I kicked out of the stirrups before he got up so I got away with only a big bruise on my right thigh. Shuey is a little sore on his left hind leg and he will be on constant watch to make sure it's nothing serious.

Only a little while earlier, a friend of mine fell with her horse. 
She wasn't as lucky as me. As her horse went to get up her leg caught and she slammed her head into the barrel/ground. After that, she dropped to the ground. She went to get up then fell down, unconscious.
I'm being told now that she may have a broken neck or head trauma.
Prayers to Katy.


----------



## CLaPorte432 (Jan 3, 2012)

Scary. 

I wish you and Shuey well in your recovery.

Katy is in my prayers and am hoping for her to heal quickly.


----------



## Jewelsb (May 8, 2012)

Absolutely hate riding bad ground. Definatly wouldn't have ran on it. Maybe make sure the ground isn't slick next time before your run.
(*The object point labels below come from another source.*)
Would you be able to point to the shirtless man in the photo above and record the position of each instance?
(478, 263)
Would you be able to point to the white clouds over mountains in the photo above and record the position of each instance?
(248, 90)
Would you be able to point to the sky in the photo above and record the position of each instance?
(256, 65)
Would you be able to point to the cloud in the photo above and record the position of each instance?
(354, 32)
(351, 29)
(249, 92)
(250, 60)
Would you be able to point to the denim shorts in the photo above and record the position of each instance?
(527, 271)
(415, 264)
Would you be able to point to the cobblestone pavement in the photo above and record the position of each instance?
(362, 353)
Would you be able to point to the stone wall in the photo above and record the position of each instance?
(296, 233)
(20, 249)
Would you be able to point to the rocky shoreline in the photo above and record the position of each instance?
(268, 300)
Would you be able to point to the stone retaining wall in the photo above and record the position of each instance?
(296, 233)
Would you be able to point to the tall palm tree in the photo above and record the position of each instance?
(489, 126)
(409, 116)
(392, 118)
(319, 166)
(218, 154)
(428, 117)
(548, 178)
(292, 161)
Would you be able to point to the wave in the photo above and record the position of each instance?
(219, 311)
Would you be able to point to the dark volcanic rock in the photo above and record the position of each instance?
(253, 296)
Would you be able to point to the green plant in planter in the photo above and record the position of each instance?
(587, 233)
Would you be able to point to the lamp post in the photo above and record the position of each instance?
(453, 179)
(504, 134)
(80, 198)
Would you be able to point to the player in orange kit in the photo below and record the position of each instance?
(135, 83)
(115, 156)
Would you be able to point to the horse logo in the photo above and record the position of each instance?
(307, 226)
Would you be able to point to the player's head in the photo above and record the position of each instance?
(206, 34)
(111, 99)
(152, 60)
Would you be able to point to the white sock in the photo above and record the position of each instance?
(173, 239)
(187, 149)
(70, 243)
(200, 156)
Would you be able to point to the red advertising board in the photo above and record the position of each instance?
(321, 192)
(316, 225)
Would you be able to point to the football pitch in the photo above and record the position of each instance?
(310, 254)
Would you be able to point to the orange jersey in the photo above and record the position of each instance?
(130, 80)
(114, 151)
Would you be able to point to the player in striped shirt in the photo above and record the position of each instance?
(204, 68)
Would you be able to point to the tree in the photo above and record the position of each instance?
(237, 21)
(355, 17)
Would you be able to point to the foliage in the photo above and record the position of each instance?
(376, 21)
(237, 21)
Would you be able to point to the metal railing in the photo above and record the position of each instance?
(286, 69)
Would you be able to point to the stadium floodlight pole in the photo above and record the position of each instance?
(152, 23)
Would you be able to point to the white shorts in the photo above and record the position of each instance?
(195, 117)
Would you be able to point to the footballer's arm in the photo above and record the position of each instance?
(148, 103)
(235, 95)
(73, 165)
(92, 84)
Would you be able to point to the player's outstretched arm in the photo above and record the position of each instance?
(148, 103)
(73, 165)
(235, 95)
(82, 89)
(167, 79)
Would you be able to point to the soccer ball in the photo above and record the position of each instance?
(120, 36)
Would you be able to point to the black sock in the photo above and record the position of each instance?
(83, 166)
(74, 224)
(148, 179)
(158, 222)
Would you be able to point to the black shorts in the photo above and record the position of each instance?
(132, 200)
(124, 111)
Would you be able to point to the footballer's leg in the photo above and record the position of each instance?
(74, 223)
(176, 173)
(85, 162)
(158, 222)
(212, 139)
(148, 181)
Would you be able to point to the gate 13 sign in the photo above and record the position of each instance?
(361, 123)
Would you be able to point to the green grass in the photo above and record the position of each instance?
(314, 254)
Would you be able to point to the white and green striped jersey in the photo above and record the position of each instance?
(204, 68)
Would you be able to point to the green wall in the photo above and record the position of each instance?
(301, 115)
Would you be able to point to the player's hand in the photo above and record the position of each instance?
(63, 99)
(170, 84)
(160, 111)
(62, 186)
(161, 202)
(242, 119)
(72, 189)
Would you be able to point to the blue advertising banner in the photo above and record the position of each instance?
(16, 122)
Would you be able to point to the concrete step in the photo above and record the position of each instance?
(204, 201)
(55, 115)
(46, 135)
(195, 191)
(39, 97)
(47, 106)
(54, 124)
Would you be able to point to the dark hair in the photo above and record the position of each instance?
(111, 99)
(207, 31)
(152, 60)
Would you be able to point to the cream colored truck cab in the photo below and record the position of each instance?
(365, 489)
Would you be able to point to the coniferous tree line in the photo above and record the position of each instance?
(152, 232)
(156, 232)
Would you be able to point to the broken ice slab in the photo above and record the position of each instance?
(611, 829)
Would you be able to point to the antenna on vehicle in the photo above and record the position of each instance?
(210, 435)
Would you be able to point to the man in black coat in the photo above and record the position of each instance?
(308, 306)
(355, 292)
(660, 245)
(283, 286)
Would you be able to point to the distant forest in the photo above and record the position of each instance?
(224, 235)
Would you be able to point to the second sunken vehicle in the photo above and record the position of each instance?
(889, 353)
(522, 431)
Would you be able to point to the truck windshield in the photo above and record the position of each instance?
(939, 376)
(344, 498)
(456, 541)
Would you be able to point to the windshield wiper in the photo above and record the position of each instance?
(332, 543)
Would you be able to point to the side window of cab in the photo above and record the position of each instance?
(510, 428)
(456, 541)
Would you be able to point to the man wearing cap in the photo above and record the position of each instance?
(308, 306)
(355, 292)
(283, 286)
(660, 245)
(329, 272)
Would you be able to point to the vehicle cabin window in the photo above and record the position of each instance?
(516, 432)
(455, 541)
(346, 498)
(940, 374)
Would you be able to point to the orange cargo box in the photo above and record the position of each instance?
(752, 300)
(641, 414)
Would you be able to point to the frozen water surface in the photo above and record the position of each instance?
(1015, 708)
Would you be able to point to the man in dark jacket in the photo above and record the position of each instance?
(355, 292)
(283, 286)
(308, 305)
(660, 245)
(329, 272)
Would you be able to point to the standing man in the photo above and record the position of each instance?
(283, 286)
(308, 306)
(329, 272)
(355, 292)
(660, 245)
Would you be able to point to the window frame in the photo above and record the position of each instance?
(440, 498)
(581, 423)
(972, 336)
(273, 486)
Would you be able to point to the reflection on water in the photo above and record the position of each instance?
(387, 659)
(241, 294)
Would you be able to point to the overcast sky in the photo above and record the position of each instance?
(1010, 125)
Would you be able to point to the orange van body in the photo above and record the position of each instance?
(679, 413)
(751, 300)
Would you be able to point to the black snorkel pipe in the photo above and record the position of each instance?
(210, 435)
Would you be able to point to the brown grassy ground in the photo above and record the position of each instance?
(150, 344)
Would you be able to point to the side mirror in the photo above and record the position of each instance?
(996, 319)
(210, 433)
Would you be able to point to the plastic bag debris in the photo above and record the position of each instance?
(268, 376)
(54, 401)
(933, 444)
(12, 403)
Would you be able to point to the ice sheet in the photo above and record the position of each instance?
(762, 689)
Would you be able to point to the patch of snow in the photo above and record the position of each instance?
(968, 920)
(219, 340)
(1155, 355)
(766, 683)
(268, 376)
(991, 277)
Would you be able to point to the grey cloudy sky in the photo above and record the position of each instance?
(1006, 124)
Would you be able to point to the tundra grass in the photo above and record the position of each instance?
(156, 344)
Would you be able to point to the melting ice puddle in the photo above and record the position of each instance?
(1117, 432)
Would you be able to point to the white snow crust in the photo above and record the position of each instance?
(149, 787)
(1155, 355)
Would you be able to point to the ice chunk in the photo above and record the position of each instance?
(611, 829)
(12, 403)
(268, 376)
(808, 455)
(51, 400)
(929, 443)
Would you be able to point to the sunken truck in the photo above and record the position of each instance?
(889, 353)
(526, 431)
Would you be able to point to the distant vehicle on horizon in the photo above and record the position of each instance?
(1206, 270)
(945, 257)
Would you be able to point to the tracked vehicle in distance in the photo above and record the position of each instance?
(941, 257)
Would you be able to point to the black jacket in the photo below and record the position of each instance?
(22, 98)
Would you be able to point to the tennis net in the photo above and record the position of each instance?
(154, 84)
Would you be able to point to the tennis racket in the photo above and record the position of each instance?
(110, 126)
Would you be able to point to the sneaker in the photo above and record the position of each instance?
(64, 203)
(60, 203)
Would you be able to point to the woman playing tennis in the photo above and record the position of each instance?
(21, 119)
I've made a habit of doing this just so this kind of thing won't happen.
Glad your okay and I hope your friend will be too!
_Posted via Mobile Device_


----------



## QHriderKE (Aug 3, 2011)

Man, that's what I like about my horses. They've been rode hard working cows on all kinds of ground. Got all of the slips out of their systems, so to speak.

Hoping for a speedy recovery to all of you!


----------



## littrella (Aug 28, 2010)

glad your both ok, it could have been much worse.


----------



## Live2Ride15 (Feb 22, 2012)

Wow glad you were okay!! Do you have any updates on your friend?


----------



## BubblesBlue (Jun 29, 2010)

She got a really bad concussion and tore a bunch of muscles in her neck. She got lucky.


----------



## MangoRoX87 (Oct 19, 2009)

You horse is like "SCREW THIS. IM GONE."

Glad your okay!
_Posted via Mobile Device_


----------



## JustDressageIt (Oct 4, 2007)

Scary run from the get-go. Glad you're (mostly) ok - hoping for the best for Katy.


----------